このような問題点を背景に、安全なリモート ワークとサイト間通信のために、多くの組織がSASEなどのよりスケーラブルで包括的な選択肢を検討するようになっています。

企業が従来のVPNを見直す理由

ハイブリッド モデルやクラウドファースト モデルの導入が進むにつれて、多くの組織が従来のVPNソリューションでは不十分だと感じ始めています。まず、VPNの設計は、アプリケーションがプライベート データ センターにのみ存在し、スケーラビリティーがほとんど問題にならなかった時代のものです。現在、ユーザーはどこからでもリアルタイムでクラウドにアクセスできる環境を必要としており、VPNは、複雑さ、レイテンシー、帯域幅の制約を増大させるだけの存在になっています。
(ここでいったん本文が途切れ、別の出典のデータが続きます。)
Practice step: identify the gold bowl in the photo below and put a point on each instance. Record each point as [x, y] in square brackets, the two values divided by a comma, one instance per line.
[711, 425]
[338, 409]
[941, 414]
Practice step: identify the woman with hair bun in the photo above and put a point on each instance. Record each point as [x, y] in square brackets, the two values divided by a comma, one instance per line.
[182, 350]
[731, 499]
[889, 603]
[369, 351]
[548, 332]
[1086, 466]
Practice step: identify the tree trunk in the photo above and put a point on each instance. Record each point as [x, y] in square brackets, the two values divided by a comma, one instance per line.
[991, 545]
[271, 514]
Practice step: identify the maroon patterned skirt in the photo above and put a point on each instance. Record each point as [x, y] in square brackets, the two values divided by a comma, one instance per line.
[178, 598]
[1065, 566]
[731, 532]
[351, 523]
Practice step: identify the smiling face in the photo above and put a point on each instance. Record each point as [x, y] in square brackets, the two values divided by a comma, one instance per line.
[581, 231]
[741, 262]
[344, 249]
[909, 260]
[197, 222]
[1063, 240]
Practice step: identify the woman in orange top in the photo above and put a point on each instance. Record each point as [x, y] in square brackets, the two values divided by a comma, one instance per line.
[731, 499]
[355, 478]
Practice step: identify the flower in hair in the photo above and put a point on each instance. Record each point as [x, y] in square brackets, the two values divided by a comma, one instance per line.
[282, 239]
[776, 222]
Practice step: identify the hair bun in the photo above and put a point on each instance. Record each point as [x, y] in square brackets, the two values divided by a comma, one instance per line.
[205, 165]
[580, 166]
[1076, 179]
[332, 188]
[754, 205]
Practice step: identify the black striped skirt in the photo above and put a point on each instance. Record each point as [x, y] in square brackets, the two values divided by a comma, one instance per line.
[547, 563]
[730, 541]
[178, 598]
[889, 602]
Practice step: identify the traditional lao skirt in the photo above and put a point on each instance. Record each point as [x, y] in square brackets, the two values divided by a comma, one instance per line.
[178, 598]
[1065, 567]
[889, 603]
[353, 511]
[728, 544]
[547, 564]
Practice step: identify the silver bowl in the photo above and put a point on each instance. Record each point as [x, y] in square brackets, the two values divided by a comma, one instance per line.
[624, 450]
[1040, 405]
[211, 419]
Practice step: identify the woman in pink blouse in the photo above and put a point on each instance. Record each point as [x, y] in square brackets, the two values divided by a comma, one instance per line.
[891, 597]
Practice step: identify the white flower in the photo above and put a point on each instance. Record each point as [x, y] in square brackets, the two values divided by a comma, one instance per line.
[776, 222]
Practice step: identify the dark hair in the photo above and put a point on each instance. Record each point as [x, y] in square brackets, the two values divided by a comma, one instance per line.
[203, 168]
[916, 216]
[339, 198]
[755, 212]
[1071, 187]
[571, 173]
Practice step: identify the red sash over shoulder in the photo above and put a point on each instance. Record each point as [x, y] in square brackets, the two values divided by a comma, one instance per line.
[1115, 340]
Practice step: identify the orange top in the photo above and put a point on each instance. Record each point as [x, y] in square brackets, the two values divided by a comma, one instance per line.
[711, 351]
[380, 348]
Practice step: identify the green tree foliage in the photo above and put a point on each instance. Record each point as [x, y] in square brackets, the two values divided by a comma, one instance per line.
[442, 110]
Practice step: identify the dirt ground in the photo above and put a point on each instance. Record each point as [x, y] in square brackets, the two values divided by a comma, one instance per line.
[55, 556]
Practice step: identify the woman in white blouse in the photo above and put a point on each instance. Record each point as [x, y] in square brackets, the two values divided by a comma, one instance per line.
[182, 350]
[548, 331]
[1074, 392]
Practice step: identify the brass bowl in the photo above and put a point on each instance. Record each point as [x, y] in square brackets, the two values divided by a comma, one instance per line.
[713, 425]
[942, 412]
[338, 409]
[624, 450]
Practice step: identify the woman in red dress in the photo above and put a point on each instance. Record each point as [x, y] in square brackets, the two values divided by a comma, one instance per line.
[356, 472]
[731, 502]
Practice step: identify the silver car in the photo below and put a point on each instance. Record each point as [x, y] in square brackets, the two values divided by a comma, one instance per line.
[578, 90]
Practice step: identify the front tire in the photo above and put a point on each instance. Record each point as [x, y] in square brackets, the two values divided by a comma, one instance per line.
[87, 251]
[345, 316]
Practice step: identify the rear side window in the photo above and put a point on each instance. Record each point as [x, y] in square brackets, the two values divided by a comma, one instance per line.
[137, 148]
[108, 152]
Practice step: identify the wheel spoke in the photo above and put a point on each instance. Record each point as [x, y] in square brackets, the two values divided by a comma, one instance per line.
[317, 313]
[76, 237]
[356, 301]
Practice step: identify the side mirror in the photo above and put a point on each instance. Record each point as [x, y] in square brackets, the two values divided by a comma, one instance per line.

そして、セキュリティ面の課題から問題はさらに複雑なものになっています。従来のVPNを使用した環境において、IT部門はゼロトラストの原則の適用に困難を抱えています。これは管理対象の従業員がグローバルに分散している場合、特に顕著です。SASEのような次世代ソリューションによってシームレスなアジリティーと高度なセキュリティを確保できる今、オンプレミスのVPNゲートウェイとデバイス エージェントの導入、管理、パッチ適用の運用コストを正当化することは、意思決定者にとって難しくなっています。

SASEとVPN:観点別の比較

アーキテクチャー

SASE

クラウド ネイティブ

ハブ拠点やデータ センター、コロケーション施設を利用せずに、ユーザーとデバイスをクラウド アプリに直接接続

VPN

ハブ&スポーク

ネットワーク トンネルを利用して、ユーザーを集中型のハブ拠点に接続

セキュリティ機能

SASE

高度な脅威インテリジェンス ツール、プロアクティブな修復、統合型のアクセス管理を組み込み

VPN

暗号化を利用してネットワーク トラフィックを保護し、基本的な監視機能を備えているが、その他のセキュリティ機能の実装にはアプライアンスの追加が必要

パフォーマンス

SASE

クラウドへの直接接続アーキテクチャーにより、トラフィックのバックホールと不要なレイテンシーを最小化

VPN

VPNサーバーを経由する非効率なルーティングにより、レイテンシーが発生し、アプリケーションのパフォーマンスが低下

複雑さ

SASE

直感的な展開機能とクラウド環境に適した一元的なポリシー制御を提供

VPN

統合プロセスが複雑で、IT部門による監視と手動での構成に多大な労力が必要

展開と管理

SASE

SaaSプラットフォームを介して提供され、ハードウェア要件を最小限に抑えて、メンテナンスの負荷を削減

VPN

ハードウェアの定期的なアップグレード、エージェントの手動更新、多数のデバイスへのインストールが必要

コストとメンテナンス

SASE

ソフトウェアベースのため拡張性に優れ、総所有コストが減少

VPN

アップグレード、メンテナンス、サーバーの維持管理によって長期的なコストが増加

従来のVPNと比較したSASEの主なメリット

SASEは、最新のセキュリティ ニーズに対応する強力なメリットを提供します。

  • セキュリティの強化:ゼロトラスト アーキテクチャーを活用することで、攻撃対象領域を排除するとともに、アイデンティティー中心のコンテキスト認識型ポリシーを施行して、脅威を動的に検出できます。
  • パフォーマンスの向上:SD-WANを使用することで、VPNトンネルに典型的なボトルネックを排除し、高速で信頼性の高い接続を確保できます。
  • 管理の統合:複数のセキュリティ技術を単一のクラウド フレームワークに統合し、監視を簡素化できます。
  • コスト効率:物理ハードウェアではなくSaaSベースのソリューションを利用することで、メンテナンスやスケーラビリティーの問題などの隠れたコストを削減できます。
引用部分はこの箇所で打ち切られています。